Recreatie en scheepvaart kúnnen als ‘maatschappelijk’ aangemerkt worden. Maar wanneer vindt gebruik van de watergang door (bijvoorbeeld) scheepvaartverkeer dan in zodanige mate plaats dat dat gebruik valt te kwalificeren als een maatschappelijke functie? De Afdeling lijkt de lat hiervoor – ook in de uitspraak van 8 november 2017 – zeer laag te leggen. Het lijkt mij gelet op de rechtszekerheid wenselijk dat de Afdeling hier meer inzicht in geeft. Verder wil het enkele feit dat een functie aanwezig is binnen een watersysteem, nog niet direct zeggen dat deze functie ook tot een weigering moet leiden. Art. 6.21 Wtw eist immers dat deze ‘niet onverenigbaar’ mag zijn met de vervulling van die functie. Het verlenen van een watervergunning die varen onmogelijk maakt, is uiteraard niet verenigbaar met de vaarwegfunctie van die watergang. Art. 2.1 lid 1 onder c Wtw biedt echter wél de mogelijkheid om de watervergunning te verlenen. De bepaling heeft immers betrekking op maatschappelijke functies van watersystemen en niet specifiek van het betreffende oppervlaktewaterlichaam. Dat biedt ruimte om het schaalniveau te kiezen en in plaats van het betreffende oppervlaktewaterlichaam sec te beschouwen, te bezien of de scheepvaartfunctie ook via aanliggende oppervlaktewaterlichamen gewaarborgd kan worden. Het zou immers te ver voeren als iedere demping van een watergang waarin scheepvaart plaatsvindt (in welke mate ook) in strijd zou zijn met de doelstellingen van de Wtw (zie Van Kempen 2017). De onverenigbaarheid van de demping van de sloot met de vaarfunctie van het water zou door een alternatieve vaarroute opgeheven kunnen worden. De Afdeling lijkt hier in haar uitspraak van 8 november 2017 de ruimte voor te bieden, nu zij eveneens overweegt dat het door de boomkweker voorgestelde alternatief ten tijde van de beslissing op bezwaar niet zonder meer bevaarbaar was.
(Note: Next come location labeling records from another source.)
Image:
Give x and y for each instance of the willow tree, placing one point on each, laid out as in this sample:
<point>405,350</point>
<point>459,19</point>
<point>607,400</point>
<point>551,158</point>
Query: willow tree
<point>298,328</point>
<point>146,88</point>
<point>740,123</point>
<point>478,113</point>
Indien de alternatieve vaarroute inmiddels bevaarbaar is, zou een nieuwe aanvraag ingediend kunnen worden. Het college dient dan de nieuwe situatie aan de doelstellingen genoemd in art. 2.1 lid 1 Wtw te toetsen.

Verder is het opvallend dat de Afdeling weliswaar verwijst naar de memorie van toelichting bij de Wtw (zie Kamerstukken II 2006/07, 30 818, nr. 3, p. 90), maar in haar overwegingen niet betrekt dat in diezelfde memorie van toelichting wordt gesproken van het ‘toekennen’ van functies aan watersystemen in beheerplannen. De wetgever gaat blijkbaar, anders dan de Afdeling, uit van toegekende (maatschappelijke) functies en niet van het feitelijk gebruik van een watersysteem. De reden dat de Afdeling dit niet in haar oordeelsvorming betrekt is wellicht dat een grond van deze strekking niet als zodanig is aangevoerd door de boomkweker.

Tot slot
Hoe dan ook lijkt uit de jurisprudentie van de Afdeling afgeleid te kunnen worden dat een feitelijk aanwezige maatschappelijke functie van een watergang als weigeringsgrond kan dienen, ook al is deze functie niet toegekend in een beheerplan. Aangezien de aangevraagde vergunning een aan de vervulling van een maatschappelijke functie rakend gebruik (scheepvaart) op dat moment onmogelijk zou maken, is in de casus die centraal stond in de uitspraak van 8 november 2017 in de beslissing op bezwaar de vergunning gelet op de jurisprudentie dus geweigerd. Krijgt ongetwijfeld een vervolg!